Wednesday, January 11, 2006

Frog Extinctions Linked To Climate Change

Widespread amphibian extinctions from epidemic disease driven by global warming. 2006. J. Alan Pounds, et al. Nature 439: 161-167.


Image from HERE.
A new report that links global warming to the recent extinction of dozens of amphibian species in tropical America is more evidence of a large phenomena that may affect broad regions, many animal species and ultimately humans.
The study finds compelling evidence that global climate change created favorable conditions for a pathogenic fungus in Central and South America. That fungus, in turn, led to widespread extinctions of harlequin frogs at middle elevations of mountainous regions.

An OSU scientist who pioneered the study of global amphibian decline said this is another key example of unanticipated and complex impacts from climate change. The Central and South American crisis is "an amphibian alarm call," he said, but also is a harbinger of much greater biological disruption. What had been seen as an enigma is now understood as a complex relationship between global warming and major extinction of species.

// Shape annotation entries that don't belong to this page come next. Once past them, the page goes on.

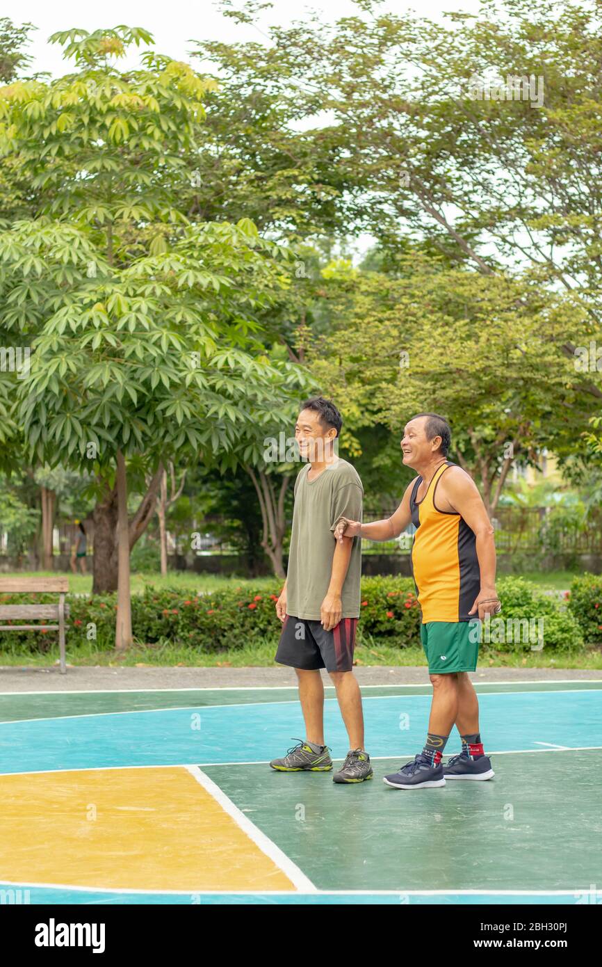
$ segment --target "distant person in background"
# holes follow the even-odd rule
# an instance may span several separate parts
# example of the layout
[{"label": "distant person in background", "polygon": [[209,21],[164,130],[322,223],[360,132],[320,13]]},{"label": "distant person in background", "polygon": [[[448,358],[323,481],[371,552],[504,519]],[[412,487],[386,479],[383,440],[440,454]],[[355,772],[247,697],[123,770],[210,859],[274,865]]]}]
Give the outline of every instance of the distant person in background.
[{"label": "distant person in background", "polygon": [[77,562],[79,562],[82,574],[87,574],[88,569],[86,567],[86,553],[88,541],[86,538],[86,529],[81,520],[78,520],[77,523],[79,524],[79,534],[77,535],[77,541],[73,544],[72,550],[72,571],[74,574],[77,573]]}]

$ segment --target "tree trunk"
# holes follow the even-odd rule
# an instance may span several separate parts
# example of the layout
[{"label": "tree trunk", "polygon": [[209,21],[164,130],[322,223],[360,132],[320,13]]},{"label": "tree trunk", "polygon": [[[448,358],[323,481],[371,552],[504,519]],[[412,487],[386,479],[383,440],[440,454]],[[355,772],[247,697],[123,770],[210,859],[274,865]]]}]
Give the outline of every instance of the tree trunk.
[{"label": "tree trunk", "polygon": [[43,486],[42,490],[42,567],[43,571],[52,571],[54,565],[52,548],[52,531],[54,528],[54,513],[56,509],[56,494]]},{"label": "tree trunk", "polygon": [[[131,523],[128,523],[129,549],[144,534],[155,513],[157,492],[160,484],[162,467],[151,480],[149,488],[140,502]],[[105,483],[102,498],[97,503],[94,513],[94,595],[117,591],[118,551],[117,551],[117,487],[109,487]]]},{"label": "tree trunk", "polygon": [[126,651],[132,642],[131,597],[129,588],[129,519],[128,517],[128,476],[121,450],[117,451],[117,550],[118,587],[115,650]]},{"label": "tree trunk", "polygon": [[284,474],[280,478],[280,487],[276,499],[272,479],[268,474],[264,473],[263,470],[259,470],[255,474],[251,467],[246,467],[246,472],[253,482],[261,508],[261,519],[263,522],[261,545],[270,558],[275,576],[285,577],[284,564],[282,562],[282,544],[286,530],[284,498],[291,478],[288,474]]},{"label": "tree trunk", "polygon": [[117,591],[117,491],[105,484],[94,513],[94,580],[92,593]]},{"label": "tree trunk", "polygon": [[161,577],[167,574],[167,529],[165,527],[165,513],[167,508],[167,471],[161,475],[161,485],[158,501],[158,537],[161,546]]}]

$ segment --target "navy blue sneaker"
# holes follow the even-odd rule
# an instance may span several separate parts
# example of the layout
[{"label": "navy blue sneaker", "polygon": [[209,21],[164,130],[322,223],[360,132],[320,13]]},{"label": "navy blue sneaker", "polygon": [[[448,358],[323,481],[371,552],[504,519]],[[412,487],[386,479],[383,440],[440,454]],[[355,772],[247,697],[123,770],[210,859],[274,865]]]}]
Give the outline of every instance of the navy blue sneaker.
[{"label": "navy blue sneaker", "polygon": [[431,765],[428,755],[422,752],[415,757],[414,762],[406,762],[398,773],[386,776],[383,781],[394,789],[428,789],[445,784],[441,763],[438,766]]},{"label": "navy blue sneaker", "polygon": [[459,755],[452,755],[444,766],[446,779],[491,779],[495,775],[488,755],[472,759],[468,752],[461,752]]}]

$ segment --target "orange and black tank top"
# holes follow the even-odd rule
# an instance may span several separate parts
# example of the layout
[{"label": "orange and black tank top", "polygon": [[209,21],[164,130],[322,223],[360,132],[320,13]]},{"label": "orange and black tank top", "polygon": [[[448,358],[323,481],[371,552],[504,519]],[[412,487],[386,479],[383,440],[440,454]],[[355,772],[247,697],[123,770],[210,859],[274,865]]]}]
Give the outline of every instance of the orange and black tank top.
[{"label": "orange and black tank top", "polygon": [[447,467],[445,460],[428,485],[426,494],[416,501],[422,478],[412,488],[410,510],[416,528],[412,545],[412,573],[422,610],[427,621],[472,621],[469,614],[480,590],[480,571],[476,557],[474,532],[455,511],[437,507],[437,485]]}]

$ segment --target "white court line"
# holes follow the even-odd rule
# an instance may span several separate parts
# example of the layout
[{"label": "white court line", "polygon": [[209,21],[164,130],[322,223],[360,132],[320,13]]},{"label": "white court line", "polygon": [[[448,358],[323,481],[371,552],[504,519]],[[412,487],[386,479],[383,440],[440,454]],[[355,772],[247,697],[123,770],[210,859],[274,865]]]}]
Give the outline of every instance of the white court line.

"This new study is a breakthrough, and the powerful synergy between pathogen transmission and climate change should give us cause for concern about human health in a warmer world," said Andrew Blaustein, a professor of zoology at OSU, in the Nature article. "As global change is occurring at an unprecedented pace, we should expect many other host taxa, from ants to zebras, to be confronted with similar challenges."